Reacting to this, many content creators asked for a “text from the government, explicitly saying that the PUBG Mobile KR (Korean) version of the game is banned.” According to them, the government has banned only the global versions of the PUBG Mobile and PUBG Mobile Lite apps in India. 

However, what the content creators do not seem to understand is that PUBG Mobile KR has cross-play functionality, which means it accesses the PUBG Mobile Global server. Since this is blocked by the Indian government, accessing any such content is against the law.

Following the ban, many RTIs have been filed to find out when PUBG Mobile would return to India. Prasoon Shekhar, a law student had requested the following information in his application under the Right to Information Act: 1. 

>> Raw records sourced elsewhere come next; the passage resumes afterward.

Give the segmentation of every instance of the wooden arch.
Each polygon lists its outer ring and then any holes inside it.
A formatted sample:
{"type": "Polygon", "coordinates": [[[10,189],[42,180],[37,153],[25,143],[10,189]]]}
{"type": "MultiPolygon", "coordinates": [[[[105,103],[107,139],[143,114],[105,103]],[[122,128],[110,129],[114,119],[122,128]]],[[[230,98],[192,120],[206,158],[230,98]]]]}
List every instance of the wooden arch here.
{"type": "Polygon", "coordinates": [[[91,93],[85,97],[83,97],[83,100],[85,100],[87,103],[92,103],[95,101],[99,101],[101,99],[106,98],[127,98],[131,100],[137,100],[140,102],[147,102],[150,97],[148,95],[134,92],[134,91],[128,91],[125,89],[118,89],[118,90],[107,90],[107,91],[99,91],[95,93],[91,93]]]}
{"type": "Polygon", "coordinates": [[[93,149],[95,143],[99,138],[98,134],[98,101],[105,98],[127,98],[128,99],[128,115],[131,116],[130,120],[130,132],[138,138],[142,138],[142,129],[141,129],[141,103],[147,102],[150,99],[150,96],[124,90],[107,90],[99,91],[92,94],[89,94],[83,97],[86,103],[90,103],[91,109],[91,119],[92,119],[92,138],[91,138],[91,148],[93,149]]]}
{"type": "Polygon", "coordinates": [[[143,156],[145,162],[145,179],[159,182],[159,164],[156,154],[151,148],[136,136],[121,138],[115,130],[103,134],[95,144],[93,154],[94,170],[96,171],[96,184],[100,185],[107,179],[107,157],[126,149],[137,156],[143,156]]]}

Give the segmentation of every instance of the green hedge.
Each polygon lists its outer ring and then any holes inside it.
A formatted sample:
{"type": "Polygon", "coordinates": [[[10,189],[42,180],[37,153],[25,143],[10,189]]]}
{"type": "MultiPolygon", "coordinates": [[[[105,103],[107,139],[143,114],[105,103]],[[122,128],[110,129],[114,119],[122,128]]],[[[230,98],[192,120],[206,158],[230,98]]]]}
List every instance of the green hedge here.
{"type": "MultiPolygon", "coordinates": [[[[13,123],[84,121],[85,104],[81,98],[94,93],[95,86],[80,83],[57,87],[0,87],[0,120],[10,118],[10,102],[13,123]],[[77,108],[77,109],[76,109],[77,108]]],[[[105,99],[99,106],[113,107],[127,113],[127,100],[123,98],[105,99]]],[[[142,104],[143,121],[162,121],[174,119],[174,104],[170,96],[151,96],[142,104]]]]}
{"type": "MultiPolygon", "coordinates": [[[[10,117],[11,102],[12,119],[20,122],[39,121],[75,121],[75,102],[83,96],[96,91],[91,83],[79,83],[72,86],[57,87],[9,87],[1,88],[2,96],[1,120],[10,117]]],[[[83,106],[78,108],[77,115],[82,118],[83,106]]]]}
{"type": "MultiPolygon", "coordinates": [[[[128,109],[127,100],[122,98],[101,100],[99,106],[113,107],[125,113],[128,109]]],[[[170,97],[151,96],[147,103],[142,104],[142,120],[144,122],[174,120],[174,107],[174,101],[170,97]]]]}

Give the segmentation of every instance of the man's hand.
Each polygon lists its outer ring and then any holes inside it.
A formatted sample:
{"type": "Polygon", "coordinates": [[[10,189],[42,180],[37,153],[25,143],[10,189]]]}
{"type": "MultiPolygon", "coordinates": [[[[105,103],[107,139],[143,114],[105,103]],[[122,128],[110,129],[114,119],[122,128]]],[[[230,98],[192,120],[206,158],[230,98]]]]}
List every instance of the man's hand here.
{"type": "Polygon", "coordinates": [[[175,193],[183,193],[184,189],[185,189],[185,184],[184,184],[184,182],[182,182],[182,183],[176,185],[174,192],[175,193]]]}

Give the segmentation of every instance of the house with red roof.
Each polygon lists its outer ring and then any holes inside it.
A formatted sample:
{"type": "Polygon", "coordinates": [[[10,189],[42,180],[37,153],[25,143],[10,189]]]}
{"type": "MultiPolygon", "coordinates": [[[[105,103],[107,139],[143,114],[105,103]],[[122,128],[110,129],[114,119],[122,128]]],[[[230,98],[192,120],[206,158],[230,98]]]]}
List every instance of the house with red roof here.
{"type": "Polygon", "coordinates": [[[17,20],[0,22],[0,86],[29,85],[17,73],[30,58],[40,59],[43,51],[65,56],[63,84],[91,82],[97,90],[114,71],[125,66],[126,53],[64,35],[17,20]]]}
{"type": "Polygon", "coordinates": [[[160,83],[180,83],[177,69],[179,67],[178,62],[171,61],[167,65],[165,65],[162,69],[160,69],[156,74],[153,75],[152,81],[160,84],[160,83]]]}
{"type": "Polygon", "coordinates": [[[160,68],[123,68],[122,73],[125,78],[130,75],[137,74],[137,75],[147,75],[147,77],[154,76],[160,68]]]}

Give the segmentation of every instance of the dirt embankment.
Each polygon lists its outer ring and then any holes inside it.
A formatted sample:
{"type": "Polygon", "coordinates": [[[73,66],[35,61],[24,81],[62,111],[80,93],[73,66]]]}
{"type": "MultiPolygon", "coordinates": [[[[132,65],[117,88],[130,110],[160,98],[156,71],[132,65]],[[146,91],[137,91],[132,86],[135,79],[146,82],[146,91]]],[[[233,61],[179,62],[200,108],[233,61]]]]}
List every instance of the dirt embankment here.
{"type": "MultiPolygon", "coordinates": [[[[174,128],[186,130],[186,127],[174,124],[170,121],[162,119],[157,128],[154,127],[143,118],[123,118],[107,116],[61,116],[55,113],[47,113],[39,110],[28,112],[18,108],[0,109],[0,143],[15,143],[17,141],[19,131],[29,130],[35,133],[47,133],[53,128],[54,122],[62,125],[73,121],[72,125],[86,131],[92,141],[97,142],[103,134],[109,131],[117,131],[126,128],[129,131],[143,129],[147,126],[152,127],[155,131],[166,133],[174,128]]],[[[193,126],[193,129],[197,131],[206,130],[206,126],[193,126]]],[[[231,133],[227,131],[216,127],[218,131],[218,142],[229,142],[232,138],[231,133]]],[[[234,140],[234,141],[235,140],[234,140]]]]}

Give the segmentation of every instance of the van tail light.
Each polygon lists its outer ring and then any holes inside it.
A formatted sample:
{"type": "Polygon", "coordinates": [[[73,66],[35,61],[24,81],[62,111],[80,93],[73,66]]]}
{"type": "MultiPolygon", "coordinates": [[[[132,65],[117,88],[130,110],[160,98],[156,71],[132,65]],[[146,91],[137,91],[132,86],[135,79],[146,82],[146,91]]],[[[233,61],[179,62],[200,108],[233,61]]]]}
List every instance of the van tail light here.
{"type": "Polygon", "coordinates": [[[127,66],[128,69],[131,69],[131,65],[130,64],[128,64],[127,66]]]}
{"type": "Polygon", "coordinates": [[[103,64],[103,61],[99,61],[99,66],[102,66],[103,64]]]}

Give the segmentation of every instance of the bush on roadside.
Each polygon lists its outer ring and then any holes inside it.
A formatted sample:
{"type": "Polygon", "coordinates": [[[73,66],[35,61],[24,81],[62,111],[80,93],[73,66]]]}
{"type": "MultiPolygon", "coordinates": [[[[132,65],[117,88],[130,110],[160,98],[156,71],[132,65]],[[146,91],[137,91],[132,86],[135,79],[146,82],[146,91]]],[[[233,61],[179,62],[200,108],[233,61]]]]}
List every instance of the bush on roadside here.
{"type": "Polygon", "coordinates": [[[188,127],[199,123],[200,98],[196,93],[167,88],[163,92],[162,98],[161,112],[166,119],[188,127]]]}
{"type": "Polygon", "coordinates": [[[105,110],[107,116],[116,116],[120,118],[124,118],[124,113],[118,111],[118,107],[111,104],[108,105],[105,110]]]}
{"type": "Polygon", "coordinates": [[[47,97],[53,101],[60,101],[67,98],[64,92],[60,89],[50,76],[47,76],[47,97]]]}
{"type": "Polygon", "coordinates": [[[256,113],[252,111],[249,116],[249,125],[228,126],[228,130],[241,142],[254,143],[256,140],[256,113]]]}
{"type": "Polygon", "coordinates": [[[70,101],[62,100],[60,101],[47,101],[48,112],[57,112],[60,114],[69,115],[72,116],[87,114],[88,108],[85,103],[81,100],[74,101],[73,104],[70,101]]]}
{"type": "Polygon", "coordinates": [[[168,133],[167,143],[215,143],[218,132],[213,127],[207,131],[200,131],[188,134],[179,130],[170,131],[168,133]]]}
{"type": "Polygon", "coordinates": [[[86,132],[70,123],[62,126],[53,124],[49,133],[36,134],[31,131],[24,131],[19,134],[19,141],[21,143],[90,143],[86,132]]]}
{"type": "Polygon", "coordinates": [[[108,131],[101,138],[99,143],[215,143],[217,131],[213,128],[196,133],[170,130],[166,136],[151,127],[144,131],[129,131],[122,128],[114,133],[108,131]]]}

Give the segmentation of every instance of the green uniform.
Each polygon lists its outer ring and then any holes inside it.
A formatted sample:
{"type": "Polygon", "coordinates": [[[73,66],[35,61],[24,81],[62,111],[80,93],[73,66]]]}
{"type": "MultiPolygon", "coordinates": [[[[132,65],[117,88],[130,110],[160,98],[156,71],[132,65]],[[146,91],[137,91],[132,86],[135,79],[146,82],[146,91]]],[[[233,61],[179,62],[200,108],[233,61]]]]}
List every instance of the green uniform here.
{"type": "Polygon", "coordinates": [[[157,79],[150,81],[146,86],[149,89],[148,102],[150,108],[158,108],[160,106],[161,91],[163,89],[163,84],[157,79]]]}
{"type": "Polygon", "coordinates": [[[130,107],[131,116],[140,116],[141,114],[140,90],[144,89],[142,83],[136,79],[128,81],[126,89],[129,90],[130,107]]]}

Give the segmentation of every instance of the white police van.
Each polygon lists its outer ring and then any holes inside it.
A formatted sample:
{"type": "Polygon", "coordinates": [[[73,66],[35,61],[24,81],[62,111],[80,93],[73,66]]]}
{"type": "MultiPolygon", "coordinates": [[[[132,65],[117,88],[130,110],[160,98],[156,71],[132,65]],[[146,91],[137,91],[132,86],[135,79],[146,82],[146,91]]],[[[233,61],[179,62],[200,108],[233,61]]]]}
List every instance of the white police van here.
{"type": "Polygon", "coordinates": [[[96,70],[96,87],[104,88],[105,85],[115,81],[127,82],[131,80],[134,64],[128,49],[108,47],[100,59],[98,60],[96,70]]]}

  1. Provide the provision of law that governs what happens if somebody disobeys the ban imposed on Chinese applications like PUBG Mobile.
  2. What is the maximum punishment and penalty that can be imposed on the defaulter, if at all?
  3. Provide the number of persons prosecuted (till date of reply to RTI application) for violating the imposed ban and restrictions on Chinese applications.

In reply to the RTI, the Ministry of Electronics and Information Technology (MeitY) clarified that there is no such provision of law. While the ban is imposed and standing, there is no prescribed penalty for individual users of mobile apps that have violated the said ban, it added. Nevertheless, there is a penalty prescribed for intermediaries under Section 69A of the Information Technology Act, 2000 who fail to comply with the blocking order.

“MeitY does not ban any App. However blocking of specified Apps was done under the provisions of Section 69A of the Information Technology Act, 2000 and its Rules namely Information Technology (Procedure and Safeguards for Blocking Access of Information by the Public) Rules, 2009. Section 69A of the Act provides for a penalty to intermediaries for non-compliance of the blocking order. However, no penalty is prescribed for individual users of such Apps”, the Ministry said in its reply.

This means there is no penalty for individuals playing or using the Korean version of the PUBG game. However, they are still disobeying the imposed ban. On the other hand, YouTube streamers or content creators could get prosecuted and penalized for publicly breaking the law for accessing banned apps in India.